O ponto expressivo é justamente o caráter mais sistêmico da ação. Como envolvemos dez ministérios, conseguimos dar uma sistemática mais multidisciplinar e multisetorial às políticas de apoio a agroecologia. A Chamada de Agroecologia lançada hoje (17), por exemplo, o edital do CNPq que envolveu cinco ministérios (educação, ciência e tecnologia, pesca, agricultura e desenvolvimento agrário). A Chamada de Agroecologia teve forte participação das principais organizações da agroecologia em toda sua construção. Então a riqueza é esse caráter intersetorial dos diferentes ministérios, assinando um conjunto de ações, de programas e metas, que vão requerer grupos intersetoriais de discussão daqui para frente. Destacamos um forte compromisso da política de Ater (Assistência Técnica e Extensão Rural), da política da pesquisa e ensino, uma prioridade grande a esses setores. Políticas de integração e articulação para a agroecologia e a agricultura orgânica, com um orçamento importante e uma ação integrada. Estamos com um grupo de trabalho agora para adequar pelo menos R$ 7 bilhões para políticas de crédito a agroecologia. Isso é outro fator importante, adequar mais aquela rigidez do crédito para essa diversidade que é a agroecologia. O financiamento não à culturas, mas a sistemas complexos de produção e toda essa questão de muitos insumos intermediários gerados na própria propriedade. Ver como adequar aquela rigidez das planilhas, das normas de seguro, a essa realidade da agroecologia. Porque o crédito também é uma ação importante, mas é um conjunto de mais de uma centena de ações e é difícil especificar as mais importantes. Crédito e ater são dois setores que o programa traz muitas novidades.

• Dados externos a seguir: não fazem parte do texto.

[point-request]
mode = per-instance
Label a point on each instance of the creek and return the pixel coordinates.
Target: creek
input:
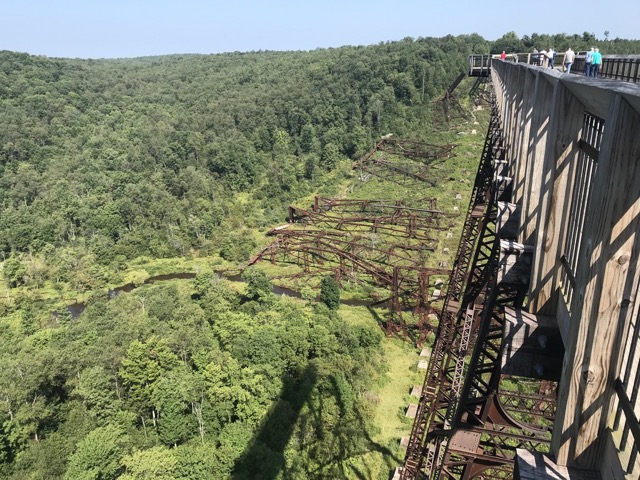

Em relação à demanda da sociedade, o que foi mais delicado na negociação? A reforma agrária foi colocada como fundamental para a agroecologia e não teve avanços.
Todos reconhecem que reforma agrária, regularização fundiária, são dois itens fundamentais para termos possibilidade de construção de sistemas de produção agroecológicos mais sustentáveis. Não que isso foi abandonado, o grupo da CNAPO e CIAPO vai fortalecer muito a necessidade de trabalharmos nessa proposta de reestruturação e redesenho dos sistemas de produção. Esse componente da documentabilidade dos nossos agricultores e agricultoras, e essa questão da própria reforma agrária que ele seja um item importante. Assim como é importante o acesso à água, é outro item que para agroecologia é fundamental.
E esses temas quase não estão contemplados no Plano.
O plano traz metas. Hoje anunciamos 60 mil tecnologias sociais de acesso à água para a agroecologia. Mas o que o plano traz de metas e políticas é mais abrangente do que a Política Nacional de Águas e o III Plano de Reforma Agrária. Trazer tudo para o plano poderia complicar e deixar muito complexo. Então o plano separou mais as ações próprias da agroecologia, e vai criar junto a CNAPO e a CIAPO sugestões, monitoramento, reforço a outros temas importantes para a agroecologia. Trazer tudo para o plano a gente perderia o foco.
O modelo hegemônico é mais direcionado à questão do agronegócio e às empresas. Como você vê a agroecologia e o lançamento do plano nesse contexto?
O Plano ainda não tem forças para ter uma meta alternativa ao modelo hegemônico, mas prevê avanços importantes. Nós hoje temos 10 mil propriedades, em torno de 6 mil produtores orgânicos cadastrados no Ministério da Agricultura. Pretendemos até 2015 avançar para mais de 50 mil produtores cadastrados, e universalizar a proposta de Ater para 150 mil agricultores e agricultoras em toda essa diversidade. Então ele tem um desenho que ao final de 2015 a gente quer sim já mostrar que é possível trabalhar uma grande transição agroecológica, um modelo alternativo para a agricultura brasileira. Mais sustentabilidade, preservação dos recursos naturais e redução drástica no uso de agrotóxicos. Vamos ter um referencial muito maior de propriedades agroecológicas, mostrando que é possível uma nova alternativa, um novo desenho para a agricultura brasileira.